23 de setembro de 2015

Destrânsito

Lá estava ele. Intacto em sua espera. Mais de meio século de idade e uma impossibilidade inconfessável; atravessar para o outro lado da avenida. Impossível tamanha significância para alguns, grande dilema atemporal para o velho Duparc. Debilitado e fugitivo. Era este senhor naquela manhã descolorada pelos rodapés da escaldante trafegação cotidiana. Carros-jatos impessoais. Homens ostentando pequenos prazeres pelos retrovisores. Olhares impenetráveis adentrando os esgotos abertos periféricos.

Duparc era apenas um vulto turvo nas bordas da manhã.

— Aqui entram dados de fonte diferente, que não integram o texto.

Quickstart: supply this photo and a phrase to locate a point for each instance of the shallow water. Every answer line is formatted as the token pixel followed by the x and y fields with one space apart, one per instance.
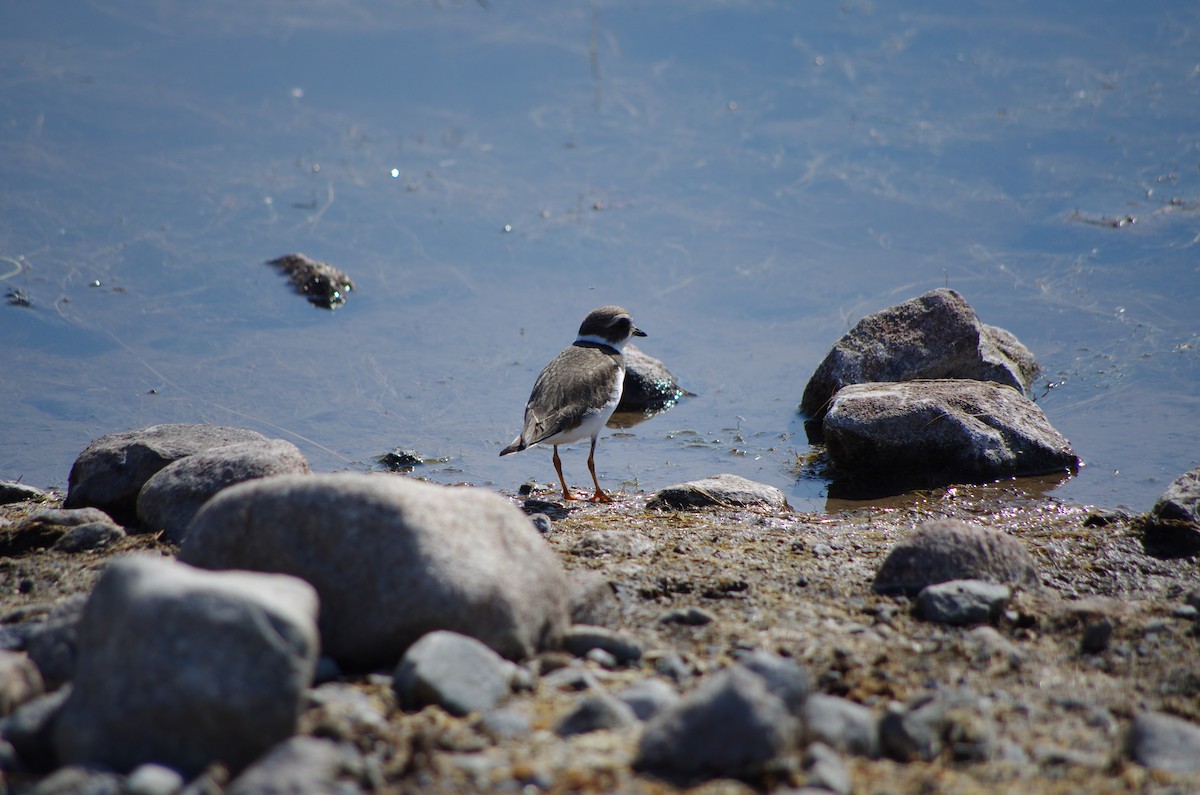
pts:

Sua quase centenária sabedoria não lhe possibilitava nada além de fazer calejar os corações metálicos da juventude moderna. Sonhava – que em algum momento – alguma alma menos moribunda pela pressa, parasse e o deixasse atravessar para o outro lado do grande globo poluído. Ali ficou por horas – dizem que foram semanas, talvez meses.

Estava sendo procurado pelos netos impertinentes e filhos ferozes sem tempo para diálogos mais saudosos. Duparc abrira as fechaduras ainda no início da manhã e correu ao encontro da aurora. Queria apenas atravessar para conversar com Gossec. Esta, já o esperava à margem de um café sedutoramente inacreditável.

Estava pronto. Depois de tantos feitos nesta vida. Idas e vindas pelos vulcões do tempo. Realizações eminentes e condecorações nas empresas exteriores. Depois de conhecer outras galáxias e viajar pelos mundos indefinidos, o velho Duparc, estava pronto para a perigosa travessia na avenida interminável. Só precisava esperar o fluxo de carros diminuírem e conseguir mexer as pernas já bambas e inchadas. Solados que soltavam de roxo e joelhos pálidos. O sol como uma parede que se deitava – sobre seu rosto – como toneladas. Quem deveria dar passagem para este grisalho desnudo dos anos anteriores?

Velho Duparc, um homem na contramão dos litorais de um imperceptível declínio.

 

João Rocha

Poeta e contista da pequena cidade de Marituba, região metropolitana de Belém/PA. Já participou de uma coletânea de poetas chamada “Frutos Colhidos com mãos de Chuva”, em 2011, e está na antologia de contistas "A Mulher de Branco, e outras mentiras verdadeiras”, da Fundação Câmara Brasileiras dos Jovens Escritores. Escreve contos e artigos para o site português Obvious desde 2012 e mantém o blog “Outrotexto”.